Why is the collection called Hibernating Hopes?
The collection visualizes an increasing alienation of natural forces in step with technological development. [We envisioned] an overgrown wishing well that had been out of use for so long that the water filled with duckweed, creating a solid layer instead of fluidity and clearness. Our hopes in hibernation.

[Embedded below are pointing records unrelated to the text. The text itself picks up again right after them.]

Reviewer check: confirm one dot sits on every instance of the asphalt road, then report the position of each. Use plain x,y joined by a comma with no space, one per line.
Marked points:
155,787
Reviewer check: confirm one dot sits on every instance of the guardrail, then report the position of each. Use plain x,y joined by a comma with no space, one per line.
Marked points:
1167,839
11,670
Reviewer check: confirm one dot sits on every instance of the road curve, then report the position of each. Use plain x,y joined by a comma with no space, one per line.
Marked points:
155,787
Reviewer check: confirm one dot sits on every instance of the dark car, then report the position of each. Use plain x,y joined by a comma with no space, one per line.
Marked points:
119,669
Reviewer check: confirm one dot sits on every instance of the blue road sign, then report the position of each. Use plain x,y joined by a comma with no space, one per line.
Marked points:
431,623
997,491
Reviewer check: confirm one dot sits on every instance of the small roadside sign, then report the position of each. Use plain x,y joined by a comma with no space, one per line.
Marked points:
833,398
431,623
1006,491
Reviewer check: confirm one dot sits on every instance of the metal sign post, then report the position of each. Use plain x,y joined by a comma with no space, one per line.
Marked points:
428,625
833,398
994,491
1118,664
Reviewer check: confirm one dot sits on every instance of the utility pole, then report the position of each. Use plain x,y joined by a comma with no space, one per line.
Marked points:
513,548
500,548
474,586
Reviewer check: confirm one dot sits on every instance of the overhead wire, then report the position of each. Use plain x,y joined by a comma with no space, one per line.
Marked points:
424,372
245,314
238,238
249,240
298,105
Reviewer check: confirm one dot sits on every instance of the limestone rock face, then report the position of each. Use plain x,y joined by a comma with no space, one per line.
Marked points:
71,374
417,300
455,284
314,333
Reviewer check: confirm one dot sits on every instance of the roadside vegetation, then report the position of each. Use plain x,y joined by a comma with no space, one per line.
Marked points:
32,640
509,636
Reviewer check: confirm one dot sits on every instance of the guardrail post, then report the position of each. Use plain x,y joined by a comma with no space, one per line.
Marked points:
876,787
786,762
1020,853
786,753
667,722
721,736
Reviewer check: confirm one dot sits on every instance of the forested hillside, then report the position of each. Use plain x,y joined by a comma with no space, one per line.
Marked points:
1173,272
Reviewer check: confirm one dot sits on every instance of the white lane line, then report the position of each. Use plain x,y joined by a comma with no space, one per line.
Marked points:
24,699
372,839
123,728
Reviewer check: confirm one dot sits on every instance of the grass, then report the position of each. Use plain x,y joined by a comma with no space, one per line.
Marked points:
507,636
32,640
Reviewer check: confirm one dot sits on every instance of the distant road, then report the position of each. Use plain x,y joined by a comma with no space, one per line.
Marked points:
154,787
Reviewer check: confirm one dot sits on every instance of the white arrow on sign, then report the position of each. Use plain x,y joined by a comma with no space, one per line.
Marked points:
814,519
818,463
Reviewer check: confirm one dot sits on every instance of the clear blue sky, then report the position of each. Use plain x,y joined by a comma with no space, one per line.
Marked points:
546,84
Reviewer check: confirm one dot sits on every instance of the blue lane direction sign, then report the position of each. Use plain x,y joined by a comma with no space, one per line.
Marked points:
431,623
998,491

Having dyed fabrics in our local peat bog for a few years, we soon realized that it feels there is some truth to the murky water, as if it holds wisdom that we neglect. We felt strangely connected to it, and after a visit to an exhibition at Moesgaard Museum, in Aarhus, about the Danish Iron Age and start of the Peat Era, we realized that the way the ancients treated the bog was with a sense of hope and awe, as this manifestation of something higher. They didn’t look to the sky, they looked in the water and sacrificed their most precious belongings to it, with the belief of getting something in return from nature. The museum is filled to the brim with bracelets, swords, and other valuables that have been retrieved from the bogs. This is where our parallel to the wishing well arose, as we realized society’s most prized possession today is currency, and throwing coins in a wishing well feels like a direct continuation of our predecessor’s rituals of sacrifice.